Remove the bowl from the mixer and stir in the carrots and pecans. Divide between the two prepared pans. In case you think something is wrong, I should warn you that this is a very thick cake batter recipe. You haven't left out any ingredients, nor have I.

Bake for approximately 64 minutes. This is exactly how long mine took, but your oven might be ever so slightly different. The center of the cake should spring back when lightly touched. Note: do not open the oven door several times during baking, as this cake is sensitive and will punish you for your impatience.

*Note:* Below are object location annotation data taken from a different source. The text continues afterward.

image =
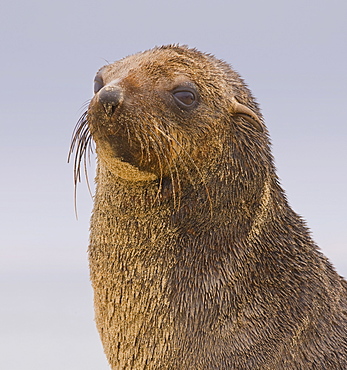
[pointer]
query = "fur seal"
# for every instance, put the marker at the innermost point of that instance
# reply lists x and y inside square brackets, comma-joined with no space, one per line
[197,261]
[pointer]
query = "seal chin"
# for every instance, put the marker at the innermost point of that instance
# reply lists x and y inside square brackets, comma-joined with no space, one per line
[126,171]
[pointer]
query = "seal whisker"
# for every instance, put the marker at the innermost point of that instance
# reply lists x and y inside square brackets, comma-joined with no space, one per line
[169,137]
[165,156]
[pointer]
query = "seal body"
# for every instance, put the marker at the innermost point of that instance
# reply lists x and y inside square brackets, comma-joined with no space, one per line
[197,260]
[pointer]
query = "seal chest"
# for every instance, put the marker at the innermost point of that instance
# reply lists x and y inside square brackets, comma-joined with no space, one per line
[197,260]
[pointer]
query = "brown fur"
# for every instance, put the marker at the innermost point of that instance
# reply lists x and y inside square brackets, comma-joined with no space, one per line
[197,260]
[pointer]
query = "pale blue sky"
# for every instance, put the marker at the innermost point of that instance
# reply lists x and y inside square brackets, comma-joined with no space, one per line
[292,54]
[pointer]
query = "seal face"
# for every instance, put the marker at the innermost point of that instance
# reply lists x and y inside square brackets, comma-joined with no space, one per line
[197,260]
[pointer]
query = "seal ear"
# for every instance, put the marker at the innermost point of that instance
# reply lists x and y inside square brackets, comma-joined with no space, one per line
[246,113]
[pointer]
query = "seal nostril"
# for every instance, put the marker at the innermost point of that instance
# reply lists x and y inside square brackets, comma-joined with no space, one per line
[110,97]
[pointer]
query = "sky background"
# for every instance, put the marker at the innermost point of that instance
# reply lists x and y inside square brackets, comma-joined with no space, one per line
[292,54]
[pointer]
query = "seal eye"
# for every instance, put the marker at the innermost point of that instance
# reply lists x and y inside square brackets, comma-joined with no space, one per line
[184,98]
[98,84]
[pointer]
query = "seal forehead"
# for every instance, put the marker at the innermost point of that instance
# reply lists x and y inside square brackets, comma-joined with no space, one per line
[162,65]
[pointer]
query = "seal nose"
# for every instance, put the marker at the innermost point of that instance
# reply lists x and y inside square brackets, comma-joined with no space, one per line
[110,97]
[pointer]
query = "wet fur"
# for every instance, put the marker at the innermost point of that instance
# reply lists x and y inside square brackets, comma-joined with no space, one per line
[204,265]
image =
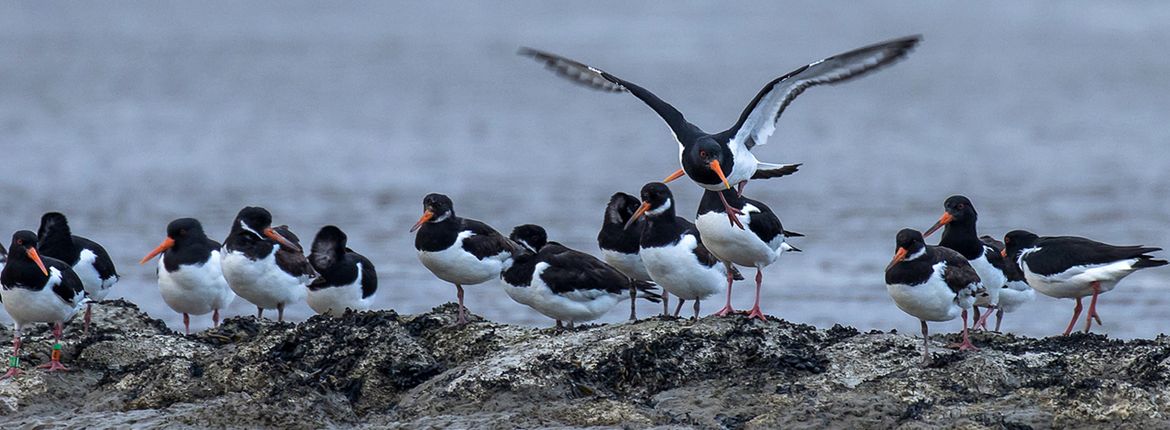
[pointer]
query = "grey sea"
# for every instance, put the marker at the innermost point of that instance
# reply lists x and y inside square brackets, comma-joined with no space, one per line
[1050,116]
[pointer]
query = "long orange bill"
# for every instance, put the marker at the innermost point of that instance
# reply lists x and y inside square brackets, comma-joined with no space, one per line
[426,216]
[942,221]
[897,257]
[36,258]
[641,210]
[276,236]
[162,248]
[674,175]
[715,166]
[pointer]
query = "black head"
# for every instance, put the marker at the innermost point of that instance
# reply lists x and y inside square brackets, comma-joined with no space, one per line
[23,247]
[957,209]
[1016,241]
[531,236]
[52,222]
[620,208]
[909,243]
[328,247]
[435,208]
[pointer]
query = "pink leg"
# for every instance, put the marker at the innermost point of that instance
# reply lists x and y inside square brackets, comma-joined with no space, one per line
[89,309]
[1076,313]
[733,213]
[727,309]
[755,310]
[461,319]
[55,365]
[1093,314]
[14,360]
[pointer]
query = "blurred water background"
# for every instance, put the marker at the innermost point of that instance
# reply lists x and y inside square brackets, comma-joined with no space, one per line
[1051,116]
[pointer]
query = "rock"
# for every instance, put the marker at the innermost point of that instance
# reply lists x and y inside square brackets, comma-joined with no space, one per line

Remove the cake to a cooling rack. After 10 or 15 minutes, remove it from the cake pans. Let it cool nearly to room temperature, then return it to the pans and place in the freezer. Freeze until very cold, then frost with cream cheese frosting (see below). Serve.

Cream Cheese Frosting

3 8-oz. packages Philadelphia cream cheese (or local creamery brand, if it's very good), room temperature
18 T. unsalted butter, room temperature (that's 2 sticks plus 2 T.)
1 1/2 c. granulated sugar (not powdered!)
1 T. vanilla

Place all ingredients in a stand mixer fitted with the paddle attachment. Mix on medium until coming together, then on high for one minute.

Makes a generous amount for a 2-layer cake, but will probably be just right for a 3-layer.


Anonymous said...

Rachel made this for my colleague's birthday last week. He described it as "super delicious and yummy." I would have to agree.

Kathy said...

Rachel, this blog is so fun! I am glad that Mark told us about it. I have enjoyed reading your clever commentary and looking at the pictures of your darling children.